Perkembangan processor dari generasi lama hingga generasi baru :
1989
- 80486
Intel i486 merupakan CPU pertama dengan lebih dari satu juta transistor. Chip 32 bit ini bekerja dengan clock sampai 100 MHz. Chip ini dipasarkan sampai pertengahan tahun 90-an
Intel i486 merupakan CPU pertama dengan lebih dari satu juta transistor. Chip 32 bit ini bekerja dengan clock sampai 100 MHz. Chip ini dipasarkan sampai pertengahan tahun 90-an
1993 - Pentium
Dengan lebih dari 3 juta transistor, CPU ini menyimpan sebuah bug. Pentium berjalan dengan kesalahan pemrosesan paling parah sepanjang sejarah
1997 - Pentium II
Pada tahap pengembangan terakhir, kinerja Pentium II mencapai 450 MHz dan menampung sekitar 7,5 juta transistor. Ini mungkin karena cache-nya diintegrasikan ke dalam CPU.
1998 - Celeron
Celeron, CPU ekonomis Intel, dengan struktur berbasis pada Pentium II, tetapi tanpa ketersediaan cache level 2 (L2)
1999 - Pentium III
Processor dengan slogan marketing : Deangan sebuah "Internet Streaming Extension", Pentium III mendukung lebih banyak proses secara paralel. Didalamnya terdapat 44 juta transistor.
2000 - Pentium 4
Clock lebih tinggi, itulah keistimewaan Pentium 4. Kinerja maksimalnya mencapai 3,8 MHz.
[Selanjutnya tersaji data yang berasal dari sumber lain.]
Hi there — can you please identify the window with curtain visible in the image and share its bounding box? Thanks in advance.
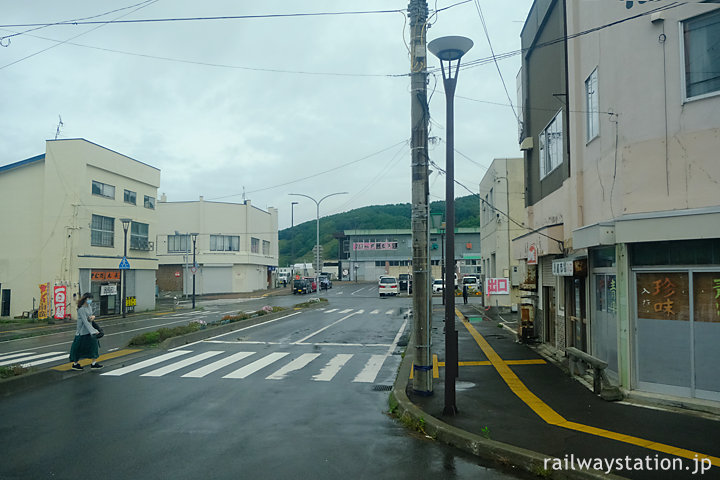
[682,10,720,98]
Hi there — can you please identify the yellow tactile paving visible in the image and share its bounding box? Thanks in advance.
[52,348,140,372]
[455,310,720,467]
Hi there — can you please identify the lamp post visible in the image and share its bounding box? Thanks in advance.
[428,36,473,415]
[289,192,348,290]
[190,233,198,309]
[120,218,132,318]
[290,202,300,274]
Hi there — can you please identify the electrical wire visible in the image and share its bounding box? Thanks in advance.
[209,140,408,200]
[430,161,565,248]
[475,0,522,125]
[0,0,160,70]
[0,8,404,28]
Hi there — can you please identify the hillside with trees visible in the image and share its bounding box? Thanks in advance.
[278,195,480,267]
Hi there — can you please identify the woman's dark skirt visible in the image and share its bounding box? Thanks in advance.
[70,333,98,363]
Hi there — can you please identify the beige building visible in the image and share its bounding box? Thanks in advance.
[513,0,720,402]
[479,158,526,310]
[0,139,160,316]
[156,195,278,295]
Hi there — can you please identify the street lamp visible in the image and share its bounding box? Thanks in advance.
[190,233,198,309]
[428,36,473,415]
[289,192,348,291]
[120,218,132,318]
[290,202,300,274]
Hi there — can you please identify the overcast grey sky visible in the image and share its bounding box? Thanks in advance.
[0,0,532,229]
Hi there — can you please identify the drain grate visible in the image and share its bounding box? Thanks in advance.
[373,385,392,392]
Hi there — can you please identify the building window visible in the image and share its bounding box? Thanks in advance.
[92,180,115,200]
[90,216,115,247]
[210,235,240,252]
[130,222,150,250]
[682,10,720,98]
[123,190,137,205]
[585,68,600,143]
[540,110,563,179]
[168,235,190,253]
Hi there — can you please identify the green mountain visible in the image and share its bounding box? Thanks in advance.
[278,195,480,267]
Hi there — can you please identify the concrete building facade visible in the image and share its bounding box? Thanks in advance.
[0,139,160,316]
[479,158,527,310]
[156,196,278,295]
[513,0,720,402]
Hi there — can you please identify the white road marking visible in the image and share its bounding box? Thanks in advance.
[0,352,35,362]
[0,352,63,366]
[313,353,353,382]
[170,312,302,351]
[223,352,290,378]
[21,353,70,367]
[183,352,255,378]
[293,313,355,344]
[140,350,223,377]
[103,350,192,377]
[265,353,320,380]
[353,355,387,383]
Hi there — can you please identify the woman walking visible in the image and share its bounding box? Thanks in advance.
[70,293,103,370]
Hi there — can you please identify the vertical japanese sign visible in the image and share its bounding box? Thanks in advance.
[485,278,510,295]
[637,272,690,320]
[53,285,67,320]
[38,283,50,320]
[693,272,720,322]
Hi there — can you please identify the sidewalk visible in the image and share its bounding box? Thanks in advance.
[393,299,720,479]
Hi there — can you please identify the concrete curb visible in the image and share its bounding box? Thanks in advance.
[390,335,625,480]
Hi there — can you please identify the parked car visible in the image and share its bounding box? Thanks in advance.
[303,277,317,292]
[398,273,412,293]
[378,277,398,297]
[293,278,310,295]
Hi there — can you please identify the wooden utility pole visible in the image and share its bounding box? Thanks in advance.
[408,0,432,395]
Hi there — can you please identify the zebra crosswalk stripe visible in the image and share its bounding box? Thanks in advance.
[313,353,353,382]
[183,352,254,378]
[103,350,192,377]
[265,353,320,380]
[353,355,385,383]
[0,352,63,367]
[223,352,290,378]
[140,350,223,377]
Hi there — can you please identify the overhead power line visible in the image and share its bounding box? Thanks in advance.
[0,9,404,28]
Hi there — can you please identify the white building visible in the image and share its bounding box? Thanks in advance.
[156,195,278,295]
[480,158,527,308]
[0,139,160,316]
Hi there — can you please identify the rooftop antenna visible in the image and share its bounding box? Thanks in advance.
[55,114,65,140]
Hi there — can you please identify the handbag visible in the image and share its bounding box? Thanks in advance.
[92,320,105,338]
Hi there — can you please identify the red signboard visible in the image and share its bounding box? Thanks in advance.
[53,285,67,320]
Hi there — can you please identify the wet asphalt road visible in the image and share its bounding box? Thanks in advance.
[0,284,528,479]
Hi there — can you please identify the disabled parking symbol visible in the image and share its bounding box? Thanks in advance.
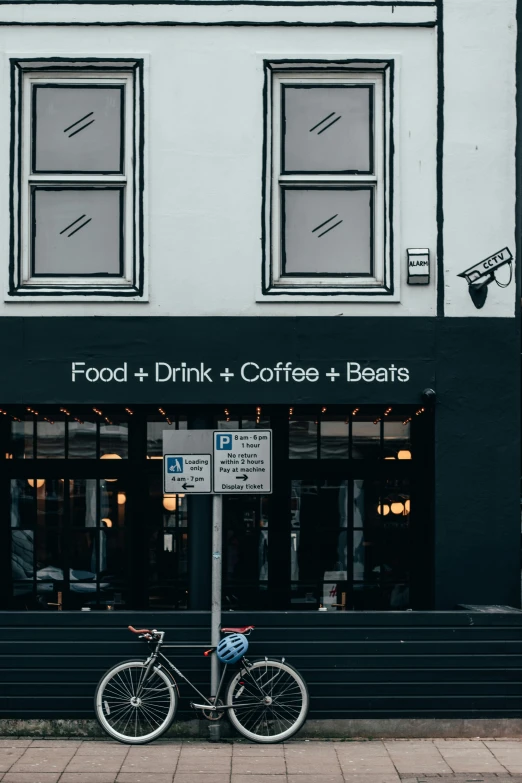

Processor ini bahkan menawarkan task lebih banyak pada proses yang sama.
2002 - Itanium 2
Processor 64 bit dengan 221 juta transistor ini diluncurkan ke kancah pertarungan dengan frekuensi clock maksimal 1 GHz. CPU ini tidak sukses. Namanya pun berhubungan dengan kapal legendaris, Titanic.
2003 - Pentium M
Merupakan CPU notebook yang dirampingkan (77 juta transistor). Chip ini merupakan "obat" bagi model Pentium 4 yang boros konsumsi daya dan menjadi basis untuk processor Intel Core.
2006 - Core 2 Duo
Core 2 Duo mengintegrasikan hampir 300 juta transistor dan dua core pada sebuah bidang berukuran hanya 143 mm kubik (fabrikasi 65 nm) dan bekerja dengan clock maksimal 3,33 GHz.
2008 - Core i7
Empat core. fabrikasi 45 nm dan 731 juta transistor membuat Core i7 menjadi CPU Intel paling cepat saat ini.